Pertanyaan tersebut dilontarkan oleh Bejo.
“Sebelum saya menyerahkan, saya minta jaminan kepada bapak Menkopulhukam agar kami, YPKP 65, beserta saksi pelaku dan juga korban, dijamin keamanannya dalam rangka menunjukkan kuburan massal tersebut,” kata Bejo.
“Supaya (kuburan) tidak digusur, tidak dirusak, tidak dipindahkan, bahkan dihilangkan dengan sengaja oleh oknum-oknum yang tidak bertanggungjawab,” pintanya.
Luhut pun menyanggupi permohonan Bejo. “Luhut menjawab dengan lugas, bahwa pemerintah akan menjamin keamanan, akan menelepon pada Kodam dan Kodim,” aku Bejo.
Komunitas ini juga mempertanyakan siapa saja pihak yang terlibat. Dan apakah pemerintah sudah mempersiapkan payung hukum untuk mengkaji data ini. Pertanyaan itu disampaikan oleh Feri dari KontraS.
“Penggalian kuburan atau exhumation (penggalian kuburan) itu harus sesuai prosedur yang melibatkan tim forensik, Komnas HAM, dan lembaga terkait karena ini menyangkut barang bukti," kata Feri.

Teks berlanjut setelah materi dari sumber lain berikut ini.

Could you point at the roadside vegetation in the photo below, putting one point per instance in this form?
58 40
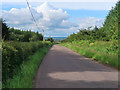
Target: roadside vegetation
100 44
22 52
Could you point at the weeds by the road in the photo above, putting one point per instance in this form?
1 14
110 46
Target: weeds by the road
27 71
100 50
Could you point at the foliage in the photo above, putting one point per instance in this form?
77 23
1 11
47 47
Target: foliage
15 53
99 43
102 51
5 32
25 75
108 32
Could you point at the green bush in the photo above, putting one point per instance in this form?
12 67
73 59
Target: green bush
15 53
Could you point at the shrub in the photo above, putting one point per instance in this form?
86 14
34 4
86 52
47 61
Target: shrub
15 53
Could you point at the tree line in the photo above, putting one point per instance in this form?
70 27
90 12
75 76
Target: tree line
108 32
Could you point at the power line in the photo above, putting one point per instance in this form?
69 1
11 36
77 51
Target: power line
32 14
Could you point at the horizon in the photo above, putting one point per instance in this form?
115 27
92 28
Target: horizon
56 18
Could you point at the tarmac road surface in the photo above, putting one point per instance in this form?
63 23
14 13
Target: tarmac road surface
64 68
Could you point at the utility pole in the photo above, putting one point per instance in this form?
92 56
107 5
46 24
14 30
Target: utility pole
43 34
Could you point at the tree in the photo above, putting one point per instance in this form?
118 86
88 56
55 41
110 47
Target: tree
5 32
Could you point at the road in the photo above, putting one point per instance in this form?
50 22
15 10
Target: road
63 68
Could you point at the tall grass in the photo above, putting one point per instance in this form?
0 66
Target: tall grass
25 75
100 51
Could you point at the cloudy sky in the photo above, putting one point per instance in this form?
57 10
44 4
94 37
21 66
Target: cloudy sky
56 17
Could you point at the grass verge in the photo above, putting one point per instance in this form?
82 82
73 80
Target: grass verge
25 76
95 52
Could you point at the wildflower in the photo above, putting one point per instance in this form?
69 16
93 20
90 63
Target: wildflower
91 44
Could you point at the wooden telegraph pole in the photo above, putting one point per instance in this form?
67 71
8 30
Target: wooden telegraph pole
43 34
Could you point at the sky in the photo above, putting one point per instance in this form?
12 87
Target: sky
59 18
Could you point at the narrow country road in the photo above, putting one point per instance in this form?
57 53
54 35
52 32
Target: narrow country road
63 68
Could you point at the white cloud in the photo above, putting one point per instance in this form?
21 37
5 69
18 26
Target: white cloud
45 15
89 21
55 21
61 0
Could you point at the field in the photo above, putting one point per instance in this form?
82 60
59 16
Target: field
102 51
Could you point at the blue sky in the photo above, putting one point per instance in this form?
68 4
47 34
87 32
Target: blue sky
57 18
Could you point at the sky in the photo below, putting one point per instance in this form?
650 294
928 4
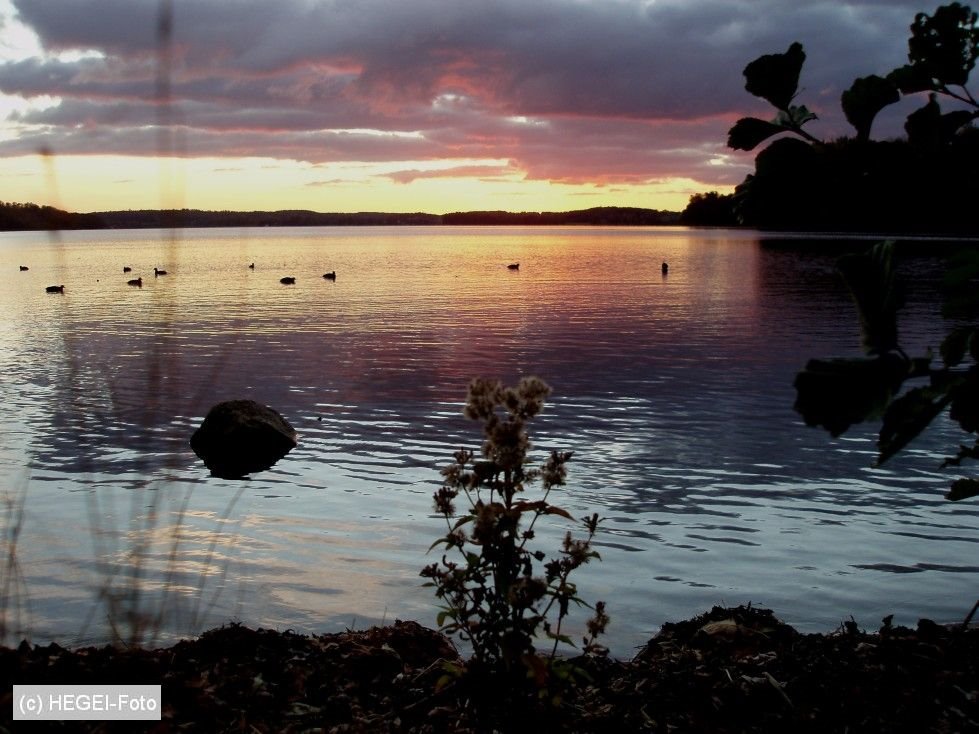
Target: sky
409 105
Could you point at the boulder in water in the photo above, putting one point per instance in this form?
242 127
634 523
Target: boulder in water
240 437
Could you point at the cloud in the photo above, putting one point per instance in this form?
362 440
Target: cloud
617 91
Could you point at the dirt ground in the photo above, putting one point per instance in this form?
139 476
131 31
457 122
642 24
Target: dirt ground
729 670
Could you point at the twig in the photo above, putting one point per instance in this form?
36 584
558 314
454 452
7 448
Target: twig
970 615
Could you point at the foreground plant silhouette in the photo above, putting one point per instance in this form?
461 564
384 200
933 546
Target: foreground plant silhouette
500 595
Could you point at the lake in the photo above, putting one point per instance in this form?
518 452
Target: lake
674 391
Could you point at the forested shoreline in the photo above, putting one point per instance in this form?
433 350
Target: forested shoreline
34 217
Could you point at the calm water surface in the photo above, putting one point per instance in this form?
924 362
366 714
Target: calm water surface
675 393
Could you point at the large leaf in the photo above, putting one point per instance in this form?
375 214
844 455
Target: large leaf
748 132
837 393
864 99
927 127
945 46
873 285
775 77
907 417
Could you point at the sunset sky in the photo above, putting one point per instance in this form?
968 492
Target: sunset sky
408 105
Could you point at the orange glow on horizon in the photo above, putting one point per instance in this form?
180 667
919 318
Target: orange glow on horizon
106 183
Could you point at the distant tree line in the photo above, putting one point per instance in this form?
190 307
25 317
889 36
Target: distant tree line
32 216
15 217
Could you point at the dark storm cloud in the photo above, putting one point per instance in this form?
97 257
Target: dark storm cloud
568 90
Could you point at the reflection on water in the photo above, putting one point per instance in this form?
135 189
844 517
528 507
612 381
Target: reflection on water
674 392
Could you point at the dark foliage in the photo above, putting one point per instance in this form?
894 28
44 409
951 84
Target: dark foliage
729 670
924 184
709 210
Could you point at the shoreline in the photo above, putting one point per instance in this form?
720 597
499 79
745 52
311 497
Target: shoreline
729 669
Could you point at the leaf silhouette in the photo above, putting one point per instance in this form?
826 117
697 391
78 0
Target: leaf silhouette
775 77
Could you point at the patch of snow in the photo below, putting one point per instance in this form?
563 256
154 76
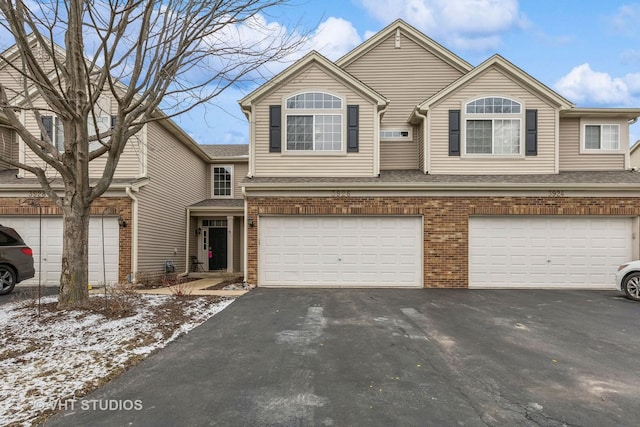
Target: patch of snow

"Ya, nantinya bisa digunakan untuk pembuktian bahwa kerangka dari kuburan itu adalah korban dari pelanggaran HAM berat pada 1965,” tutur Feri.
Luhut pun menimpali Feri dengan janji bahwa ia akan melakukan itu.
'Jangan gaduh'
Namun dalam pertemuan itu, Luhut juga berpesan agar komunitas tak gaduh di media. “Jangan gaduh,” kata Reza dari IPT 1965 menirukan Luhut saat ditemui wartawan usai pertemuan.
Seorang sumber Rappler yang lain juga menyatakan hal yang sama. Tepatnya Luhut meminta semua pihak tak perlu larut dalam euforia setelah Simposium Nasional tentang tragedi 1965 yang digelar di Jakarta beberapa pekan yang lalu.
Dalam rapat itu, Luhut juga meminta agar penyelesaian kasus 1965 diselesaikan di kementeriannya. “Nanti presiden di akhir saja,” kata sumber tersebut, menirukan pesan Luhut.
Meski, perintah mendata kuburan massal itu, klaim Luhut, adalah perintah dariPresiden Joko “Jokowi” Widodo.
“Presiden tadi memberitahu bahwa memang disuruh cari aja kalau ada kuburan massalnya itu. Jadi selama ini berpuluh-puluh tahun kita selalu dicekoki bahwa sekian ratus ribu yang mati. Padahal sampai hari ini belum pernah kita menemukan satu kuburan massal,” ujar Luhut.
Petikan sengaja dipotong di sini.